Some vets will want to audit your classes, and most will ask about your qualifications. It’s also a great idea to pick the vet’s brains if you have any concerns about the dogs you are training; vets are primarily concerned about the welfare of the animals. When they see that this is one of your goals, it will help build trust.

A referral from a trusted vet to a customer with a new dog or puppy is a brilliant way to get new customers.

10. Offer your time to local shelters and rescues

Shelters and rescues are often overwhelmed and struggling to cope with the volume of animals. Rehoming a dog means that they need to be checked for things like food aggression and socialisation, and many of these organisations don’t have the resources to train the dogs out of troubling behaviour.

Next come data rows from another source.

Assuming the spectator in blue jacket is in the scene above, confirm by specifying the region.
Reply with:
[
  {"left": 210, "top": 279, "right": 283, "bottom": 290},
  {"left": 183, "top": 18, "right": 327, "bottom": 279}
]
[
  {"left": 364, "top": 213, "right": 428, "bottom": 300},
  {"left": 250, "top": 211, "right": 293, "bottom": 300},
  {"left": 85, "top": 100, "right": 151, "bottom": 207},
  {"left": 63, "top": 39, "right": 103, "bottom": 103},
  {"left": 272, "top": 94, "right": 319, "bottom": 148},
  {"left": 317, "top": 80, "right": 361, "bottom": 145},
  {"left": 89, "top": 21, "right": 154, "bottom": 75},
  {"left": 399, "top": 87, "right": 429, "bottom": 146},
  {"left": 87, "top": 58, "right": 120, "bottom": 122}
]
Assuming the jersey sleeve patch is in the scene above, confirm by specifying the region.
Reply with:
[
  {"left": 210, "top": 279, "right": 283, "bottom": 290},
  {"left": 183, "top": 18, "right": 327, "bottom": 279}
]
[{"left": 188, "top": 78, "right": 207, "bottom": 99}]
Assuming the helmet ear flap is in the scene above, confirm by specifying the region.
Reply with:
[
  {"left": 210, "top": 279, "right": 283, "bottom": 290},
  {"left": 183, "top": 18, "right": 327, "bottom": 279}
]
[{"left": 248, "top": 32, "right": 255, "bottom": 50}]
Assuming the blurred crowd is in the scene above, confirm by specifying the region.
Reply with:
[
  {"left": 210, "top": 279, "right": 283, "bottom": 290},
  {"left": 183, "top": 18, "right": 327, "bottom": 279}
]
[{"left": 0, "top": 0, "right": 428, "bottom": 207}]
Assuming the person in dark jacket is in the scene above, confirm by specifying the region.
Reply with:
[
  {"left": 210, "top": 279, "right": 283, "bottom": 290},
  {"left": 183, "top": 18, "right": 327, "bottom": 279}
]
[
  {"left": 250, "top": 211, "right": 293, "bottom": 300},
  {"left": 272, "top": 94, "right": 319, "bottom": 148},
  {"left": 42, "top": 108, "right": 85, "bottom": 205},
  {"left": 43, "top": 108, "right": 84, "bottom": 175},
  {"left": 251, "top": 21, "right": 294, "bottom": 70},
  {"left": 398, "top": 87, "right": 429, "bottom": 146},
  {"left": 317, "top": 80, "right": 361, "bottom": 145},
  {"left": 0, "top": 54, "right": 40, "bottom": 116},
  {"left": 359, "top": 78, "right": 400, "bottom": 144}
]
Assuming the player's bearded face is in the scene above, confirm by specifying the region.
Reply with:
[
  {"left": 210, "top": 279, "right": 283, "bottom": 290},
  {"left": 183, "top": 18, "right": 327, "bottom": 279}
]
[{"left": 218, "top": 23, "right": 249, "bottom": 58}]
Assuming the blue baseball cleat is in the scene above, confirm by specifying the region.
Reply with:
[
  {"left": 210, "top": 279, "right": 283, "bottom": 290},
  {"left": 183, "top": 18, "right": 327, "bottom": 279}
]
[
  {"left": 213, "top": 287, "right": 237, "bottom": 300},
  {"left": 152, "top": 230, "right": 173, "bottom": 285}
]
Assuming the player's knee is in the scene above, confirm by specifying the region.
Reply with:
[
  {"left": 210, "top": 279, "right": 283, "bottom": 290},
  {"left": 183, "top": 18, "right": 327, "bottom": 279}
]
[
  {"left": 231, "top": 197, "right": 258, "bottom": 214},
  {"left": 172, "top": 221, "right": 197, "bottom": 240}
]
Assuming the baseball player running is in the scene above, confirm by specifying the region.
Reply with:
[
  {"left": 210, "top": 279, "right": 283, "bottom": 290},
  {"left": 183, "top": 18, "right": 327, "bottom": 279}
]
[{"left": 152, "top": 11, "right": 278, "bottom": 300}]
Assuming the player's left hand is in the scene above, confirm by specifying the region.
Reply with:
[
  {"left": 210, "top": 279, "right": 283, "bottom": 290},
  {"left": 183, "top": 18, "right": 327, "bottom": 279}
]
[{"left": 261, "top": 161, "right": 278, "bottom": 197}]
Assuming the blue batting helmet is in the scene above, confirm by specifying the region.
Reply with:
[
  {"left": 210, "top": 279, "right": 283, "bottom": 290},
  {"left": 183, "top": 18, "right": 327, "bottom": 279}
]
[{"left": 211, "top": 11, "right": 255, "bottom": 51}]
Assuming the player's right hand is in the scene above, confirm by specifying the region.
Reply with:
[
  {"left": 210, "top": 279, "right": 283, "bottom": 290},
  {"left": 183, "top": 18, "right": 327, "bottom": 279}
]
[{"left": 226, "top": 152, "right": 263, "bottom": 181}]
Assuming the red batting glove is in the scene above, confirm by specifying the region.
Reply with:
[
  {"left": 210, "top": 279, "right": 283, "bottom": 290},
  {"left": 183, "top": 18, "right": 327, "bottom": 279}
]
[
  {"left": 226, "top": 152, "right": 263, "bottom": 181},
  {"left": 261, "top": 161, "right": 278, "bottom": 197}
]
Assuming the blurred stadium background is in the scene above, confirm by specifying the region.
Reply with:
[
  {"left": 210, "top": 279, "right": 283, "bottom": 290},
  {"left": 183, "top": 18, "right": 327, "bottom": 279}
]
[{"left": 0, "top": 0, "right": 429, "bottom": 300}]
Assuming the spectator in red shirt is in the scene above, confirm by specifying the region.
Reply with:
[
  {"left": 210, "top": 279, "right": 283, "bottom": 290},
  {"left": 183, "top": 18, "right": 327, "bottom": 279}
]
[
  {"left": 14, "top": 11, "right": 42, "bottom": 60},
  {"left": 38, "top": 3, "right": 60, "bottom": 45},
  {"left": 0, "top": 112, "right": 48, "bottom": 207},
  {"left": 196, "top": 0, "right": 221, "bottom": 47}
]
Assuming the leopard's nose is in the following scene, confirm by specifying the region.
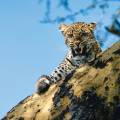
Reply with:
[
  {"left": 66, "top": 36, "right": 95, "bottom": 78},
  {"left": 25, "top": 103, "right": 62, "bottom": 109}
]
[{"left": 69, "top": 39, "right": 74, "bottom": 43}]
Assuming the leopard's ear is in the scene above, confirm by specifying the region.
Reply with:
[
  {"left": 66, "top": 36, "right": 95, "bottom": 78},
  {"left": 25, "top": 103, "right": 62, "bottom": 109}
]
[
  {"left": 59, "top": 24, "right": 68, "bottom": 32},
  {"left": 89, "top": 23, "right": 96, "bottom": 30}
]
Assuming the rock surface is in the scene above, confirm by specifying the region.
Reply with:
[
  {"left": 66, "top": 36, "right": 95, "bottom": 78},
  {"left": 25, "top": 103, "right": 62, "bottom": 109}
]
[{"left": 2, "top": 41, "right": 120, "bottom": 120}]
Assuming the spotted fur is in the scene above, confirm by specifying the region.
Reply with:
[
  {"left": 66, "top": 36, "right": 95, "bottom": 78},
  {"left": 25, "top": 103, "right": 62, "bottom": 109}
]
[{"left": 36, "top": 22, "right": 101, "bottom": 94}]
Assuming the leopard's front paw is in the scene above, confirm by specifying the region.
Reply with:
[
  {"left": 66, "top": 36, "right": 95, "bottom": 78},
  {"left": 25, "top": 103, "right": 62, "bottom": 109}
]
[{"left": 36, "top": 75, "right": 50, "bottom": 94}]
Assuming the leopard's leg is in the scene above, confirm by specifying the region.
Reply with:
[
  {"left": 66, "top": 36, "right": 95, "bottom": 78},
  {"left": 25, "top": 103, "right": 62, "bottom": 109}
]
[
  {"left": 36, "top": 51, "right": 76, "bottom": 94},
  {"left": 87, "top": 51, "right": 96, "bottom": 63},
  {"left": 36, "top": 75, "right": 51, "bottom": 94}
]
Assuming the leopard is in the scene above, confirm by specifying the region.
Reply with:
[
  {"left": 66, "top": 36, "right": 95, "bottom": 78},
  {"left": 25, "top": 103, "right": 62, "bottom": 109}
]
[{"left": 36, "top": 22, "right": 102, "bottom": 94}]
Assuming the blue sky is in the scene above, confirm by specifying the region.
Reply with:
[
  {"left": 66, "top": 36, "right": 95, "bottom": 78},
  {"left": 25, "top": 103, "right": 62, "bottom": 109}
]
[{"left": 0, "top": 0, "right": 119, "bottom": 118}]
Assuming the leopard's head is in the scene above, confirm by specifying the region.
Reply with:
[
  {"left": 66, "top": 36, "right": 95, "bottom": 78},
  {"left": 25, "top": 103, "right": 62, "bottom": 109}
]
[{"left": 59, "top": 22, "right": 96, "bottom": 49}]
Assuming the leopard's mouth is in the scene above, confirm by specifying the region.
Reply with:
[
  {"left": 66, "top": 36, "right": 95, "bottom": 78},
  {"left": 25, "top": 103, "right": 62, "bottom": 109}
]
[{"left": 69, "top": 43, "right": 74, "bottom": 48}]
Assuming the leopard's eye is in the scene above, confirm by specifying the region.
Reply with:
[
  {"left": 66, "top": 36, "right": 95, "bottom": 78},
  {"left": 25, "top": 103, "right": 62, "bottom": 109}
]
[
  {"left": 75, "top": 39, "right": 80, "bottom": 41},
  {"left": 67, "top": 34, "right": 73, "bottom": 38},
  {"left": 75, "top": 39, "right": 80, "bottom": 43},
  {"left": 79, "top": 29, "right": 82, "bottom": 32},
  {"left": 82, "top": 32, "right": 88, "bottom": 36},
  {"left": 73, "top": 33, "right": 80, "bottom": 39}
]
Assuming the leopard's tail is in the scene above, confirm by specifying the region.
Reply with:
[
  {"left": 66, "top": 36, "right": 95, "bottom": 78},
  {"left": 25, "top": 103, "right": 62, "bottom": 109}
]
[{"left": 35, "top": 75, "right": 51, "bottom": 94}]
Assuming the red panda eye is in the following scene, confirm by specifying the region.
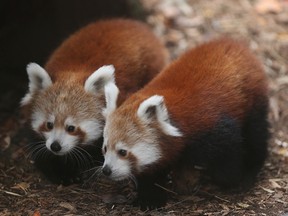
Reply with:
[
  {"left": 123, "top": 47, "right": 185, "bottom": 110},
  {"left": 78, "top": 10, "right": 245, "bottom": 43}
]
[
  {"left": 67, "top": 125, "right": 76, "bottom": 133},
  {"left": 46, "top": 122, "right": 54, "bottom": 130},
  {"left": 118, "top": 149, "right": 127, "bottom": 157}
]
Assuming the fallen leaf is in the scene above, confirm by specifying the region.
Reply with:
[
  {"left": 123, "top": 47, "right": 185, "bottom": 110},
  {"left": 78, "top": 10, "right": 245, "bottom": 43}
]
[
  {"left": 276, "top": 199, "right": 288, "bottom": 204},
  {"left": 33, "top": 210, "right": 41, "bottom": 216},
  {"left": 59, "top": 202, "right": 76, "bottom": 212},
  {"left": 11, "top": 182, "right": 30, "bottom": 193},
  {"left": 238, "top": 203, "right": 250, "bottom": 208},
  {"left": 269, "top": 179, "right": 282, "bottom": 189},
  {"left": 0, "top": 135, "right": 11, "bottom": 151},
  {"left": 277, "top": 148, "right": 288, "bottom": 157},
  {"left": 260, "top": 186, "right": 274, "bottom": 193},
  {"left": 2, "top": 190, "right": 22, "bottom": 197}
]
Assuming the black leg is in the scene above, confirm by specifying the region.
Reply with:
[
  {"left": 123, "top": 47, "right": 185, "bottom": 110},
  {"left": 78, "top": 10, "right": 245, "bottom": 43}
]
[{"left": 134, "top": 170, "right": 169, "bottom": 210}]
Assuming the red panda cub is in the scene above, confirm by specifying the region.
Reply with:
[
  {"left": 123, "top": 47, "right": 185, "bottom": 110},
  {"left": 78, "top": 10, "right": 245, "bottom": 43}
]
[
  {"left": 100, "top": 38, "right": 269, "bottom": 209},
  {"left": 21, "top": 19, "right": 168, "bottom": 185}
]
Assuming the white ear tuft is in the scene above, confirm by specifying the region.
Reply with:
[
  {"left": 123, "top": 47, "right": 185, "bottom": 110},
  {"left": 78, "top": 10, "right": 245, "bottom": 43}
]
[
  {"left": 84, "top": 65, "right": 115, "bottom": 94},
  {"left": 102, "top": 82, "right": 119, "bottom": 117},
  {"left": 21, "top": 62, "right": 52, "bottom": 106},
  {"left": 137, "top": 95, "right": 164, "bottom": 119},
  {"left": 137, "top": 95, "right": 182, "bottom": 137}
]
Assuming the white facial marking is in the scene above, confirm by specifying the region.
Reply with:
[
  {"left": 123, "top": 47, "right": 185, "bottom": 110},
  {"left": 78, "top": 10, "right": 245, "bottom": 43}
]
[
  {"left": 65, "top": 117, "right": 75, "bottom": 126},
  {"left": 47, "top": 114, "right": 55, "bottom": 123},
  {"left": 137, "top": 95, "right": 182, "bottom": 137},
  {"left": 31, "top": 113, "right": 102, "bottom": 155},
  {"left": 103, "top": 142, "right": 131, "bottom": 181},
  {"left": 131, "top": 142, "right": 161, "bottom": 171},
  {"left": 31, "top": 111, "right": 46, "bottom": 131},
  {"left": 102, "top": 140, "right": 162, "bottom": 180},
  {"left": 45, "top": 129, "right": 78, "bottom": 155},
  {"left": 79, "top": 119, "right": 103, "bottom": 142}
]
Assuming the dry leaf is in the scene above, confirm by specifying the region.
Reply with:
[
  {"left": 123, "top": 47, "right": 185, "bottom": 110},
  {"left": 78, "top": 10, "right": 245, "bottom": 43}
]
[
  {"left": 11, "top": 182, "right": 30, "bottom": 193},
  {"left": 269, "top": 179, "right": 282, "bottom": 189},
  {"left": 260, "top": 186, "right": 274, "bottom": 193},
  {"left": 32, "top": 210, "right": 41, "bottom": 216},
  {"left": 238, "top": 203, "right": 250, "bottom": 208},
  {"left": 277, "top": 148, "right": 288, "bottom": 157},
  {"left": 59, "top": 202, "right": 76, "bottom": 212},
  {"left": 0, "top": 136, "right": 11, "bottom": 151}
]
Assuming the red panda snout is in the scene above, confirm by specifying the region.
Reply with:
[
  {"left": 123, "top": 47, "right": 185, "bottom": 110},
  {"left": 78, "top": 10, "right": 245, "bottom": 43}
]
[
  {"left": 38, "top": 119, "right": 103, "bottom": 155},
  {"left": 101, "top": 141, "right": 133, "bottom": 180},
  {"left": 44, "top": 128, "right": 82, "bottom": 155},
  {"left": 50, "top": 141, "right": 61, "bottom": 153}
]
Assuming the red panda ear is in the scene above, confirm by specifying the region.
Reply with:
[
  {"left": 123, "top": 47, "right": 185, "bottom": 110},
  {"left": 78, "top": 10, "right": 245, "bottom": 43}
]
[
  {"left": 84, "top": 65, "right": 116, "bottom": 95},
  {"left": 137, "top": 95, "right": 164, "bottom": 121},
  {"left": 102, "top": 81, "right": 119, "bottom": 117},
  {"left": 21, "top": 63, "right": 53, "bottom": 106},
  {"left": 137, "top": 95, "right": 182, "bottom": 137}
]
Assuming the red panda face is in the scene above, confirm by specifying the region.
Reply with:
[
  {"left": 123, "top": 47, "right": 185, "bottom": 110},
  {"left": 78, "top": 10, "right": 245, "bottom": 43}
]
[
  {"left": 31, "top": 84, "right": 104, "bottom": 155},
  {"left": 101, "top": 111, "right": 162, "bottom": 180},
  {"left": 101, "top": 94, "right": 182, "bottom": 181},
  {"left": 32, "top": 113, "right": 103, "bottom": 155},
  {"left": 23, "top": 63, "right": 116, "bottom": 156}
]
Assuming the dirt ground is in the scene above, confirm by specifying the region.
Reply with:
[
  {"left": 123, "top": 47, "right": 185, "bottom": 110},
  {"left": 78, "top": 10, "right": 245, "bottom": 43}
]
[{"left": 1, "top": 0, "right": 288, "bottom": 215}]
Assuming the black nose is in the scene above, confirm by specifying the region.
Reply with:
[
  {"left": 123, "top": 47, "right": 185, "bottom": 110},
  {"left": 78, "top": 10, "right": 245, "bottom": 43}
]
[
  {"left": 50, "top": 141, "right": 61, "bottom": 152},
  {"left": 102, "top": 165, "right": 112, "bottom": 176}
]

Volunteering to help gives you the ability to change a dogs future and a huge amount of potential blogging and video material.

Once you start volunteering, posting a weekly diary talking about the dogs, their problems and what you’ve done to help them, will be captivating reading for a large audience.

People struggling with certain behaviours in their own dogs tend to search online for possible solutions. You’ll likely end up with someone contacting you to tell you about a similar story they’ve been dealing with. If you can help them with your posts, you’ll make a fan for life.

Bonus: Be yourself

Marketing yourself as a trainer is going to be a large part of your new career. It can sound overwhelming, but the easiest way to handle all of this is to set up a diary for yourself.

Similar to your training diary, you’ll want to block off time for you to do the work. Space it out so that you don’t burn out in the first three months; remember in between your marketing you still need to get out and train the animals.

If you have a full day of training set up, schedule a marketing task for a quieter day. Once you get into the routine it will go faster, but to begin with you can expect to spend a few hours on each task, especially if you haven’t used a lot of social media before this.

Being a dog trainer is a rewarding career, and nowadays you have the potential to reach people across the world, not just locally.

Used wisely, your job is the best marketing tool you have. Your smart phone is going to be used a lot, from posting and chatting to followers to taking videos and photographs, so make sure it’s always charged and ready to go.

Most importantly, be yourself on social media. A fake persona is hard to keep track of and keep consistent, and most people will figure it out pretty fast.

Finally, remember that being your own boss and working with dogs is the dream life for a lot of people. It’s hard work, but you wouldn’t be doing it if you didn’t love it. That love of what you’re doing will show in your posts, videos and when you’re training and working with the dogs and their humans.

Enthusiasm always shows – and it makes people want to interact with you and see more of what you do.